The show itself is at the Mall Galleries, which are beginning to look better than they have ever looked. I choose that word "beginning" quite carefully, because there is a way still to go yet. The main space is divided into three areas, the main exhibiting area to the left, a central area for the reception desk and book shop, and a bit of exhibition space to the right, which looks and feels very unsatisfactory. There are a couple of additional galleries off to the back of the principal exhibition area too, with both look and feel like a gloomy afterthought, making visitors feel slightly sorry for those artists who have to show there.

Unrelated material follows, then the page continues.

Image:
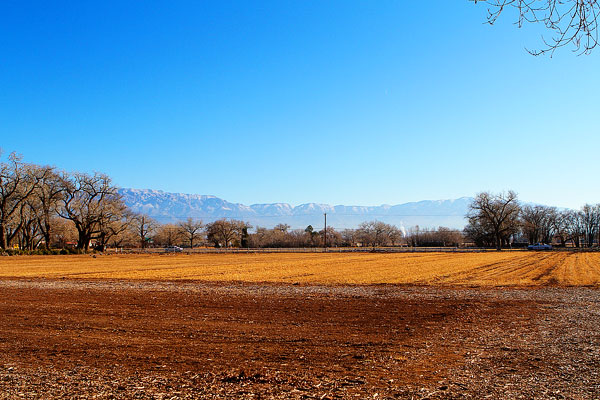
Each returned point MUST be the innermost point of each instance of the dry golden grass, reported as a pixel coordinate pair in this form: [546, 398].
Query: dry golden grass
[486, 269]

Having said all that, Threadneedle 2011 itself looks better overall this year than ever before. The work is more discriminatingly chosen than in the recent past, being generally of a good standard, and this time there are fewer objects to crowd the eye. Representational art is a broad church. What we find here, for the most part, are variations upon the idea of landscape and variations upon the idea of portraiture. How do you vary portraiture? You blur the human image, you cut it up into bits, you muddy it, you fracture it in different ways, you paint it in part – or you paint just bits of the body, and let them float free of each other. Eerie stuff.

These tricks of the modern figurative trade appear and re-appear throughout the show. Having said that, the very best painting in the show scarcely resorts to modish trickery at all. It is called Gallery Woman 2 and it is the work of the Sussex-based artist, Tom Hammick. We see a female gallery visitor from behind, looking at a blue painting. What is so wonderful about this painting is the use of colour. Hammick's manipulation of blue, his massaging of it into the picture space, gives the work an extraordinary lift and coherence. It irradiates the space, raising us into a mood of concentrated appraisal. Which is the mood of this onlooker, we feel.